Tips on writing "versatile" assembly function

[blais...@gmail.com]

Dear all,
I wish you all an happy new year!

One problem we always end up facing with FEM problems is that, as program grow, more and more features are added to the equations. This leads to multiple variation of the same equations (for example, Navier-Stokes with Newtonian and non-Newtonian viscosity, etc.). In turn, this leads to assembly functions for the non-linear systems of equations which branch out to multiple possibilities.

I was wondering what is the best approach to deal with multiple "switches" in an assembly function.
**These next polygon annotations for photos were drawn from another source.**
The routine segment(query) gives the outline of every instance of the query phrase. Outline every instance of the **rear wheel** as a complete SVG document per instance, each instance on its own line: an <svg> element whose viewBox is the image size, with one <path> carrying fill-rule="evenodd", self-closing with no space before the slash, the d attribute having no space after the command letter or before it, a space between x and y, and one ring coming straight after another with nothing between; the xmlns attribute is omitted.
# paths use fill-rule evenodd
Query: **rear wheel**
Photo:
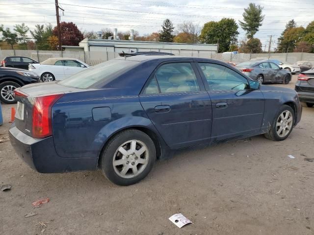
<svg viewBox="0 0 314 235"><path fill-rule="evenodd" d="M0 84L0 100L5 104L15 104L14 91L21 87L16 82L8 81Z"/></svg>
<svg viewBox="0 0 314 235"><path fill-rule="evenodd" d="M44 72L41 74L40 79L44 82L52 82L54 80L54 76L50 72Z"/></svg>
<svg viewBox="0 0 314 235"><path fill-rule="evenodd" d="M257 76L256 80L260 82L261 84L262 84L264 83L264 77L262 75L260 74Z"/></svg>
<svg viewBox="0 0 314 235"><path fill-rule="evenodd" d="M275 116L268 132L265 137L276 141L281 141L287 138L293 128L294 112L288 105L283 105Z"/></svg>
<svg viewBox="0 0 314 235"><path fill-rule="evenodd" d="M114 136L106 144L101 168L112 183L132 185L151 171L156 159L156 152L149 136L138 130L127 130Z"/></svg>
<svg viewBox="0 0 314 235"><path fill-rule="evenodd" d="M289 74L286 74L285 77L284 77L284 80L283 81L283 84L288 84L290 82L290 75Z"/></svg>

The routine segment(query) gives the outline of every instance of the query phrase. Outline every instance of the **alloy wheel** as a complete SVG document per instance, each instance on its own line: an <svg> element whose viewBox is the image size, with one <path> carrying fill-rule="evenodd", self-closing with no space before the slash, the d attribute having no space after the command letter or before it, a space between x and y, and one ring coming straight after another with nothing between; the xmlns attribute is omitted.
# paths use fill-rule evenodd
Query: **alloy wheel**
<svg viewBox="0 0 314 235"><path fill-rule="evenodd" d="M283 112L278 117L276 131L280 137L285 137L289 134L293 123L292 114L288 110Z"/></svg>
<svg viewBox="0 0 314 235"><path fill-rule="evenodd" d="M53 80L53 78L51 74L49 73L45 73L42 78L43 82L52 82Z"/></svg>
<svg viewBox="0 0 314 235"><path fill-rule="evenodd" d="M113 156L114 171L124 178L133 178L146 167L148 163L148 148L143 142L132 140L121 144Z"/></svg>
<svg viewBox="0 0 314 235"><path fill-rule="evenodd" d="M14 100L14 90L16 87L12 85L5 86L1 89L1 96L3 99L8 101Z"/></svg>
The naïve approach would be to use if conditions, but I have a feeling that if they appear down in the assembly (for example the loop on dofs), this would lead to significantly higher assembly cost because the loops would spend time just checking if.

From experience, I have seen the following approaches:

1- If or switches in the assembly routine. Simplest/most versatile way, but adds significant overhead

2- Template the assembly function with the parameters. I think this would lead to zero additional cost, but as the number of parameters grows, this can become more and more complex since the various possibilities have to be known at compile time.

3- Use generic interface objects for common elements (for example a viscosity class to calculate viscosity, etc.) and use inheritance to specialise the model. I think this could be inefficient because of the need to extensively look up through the vtable.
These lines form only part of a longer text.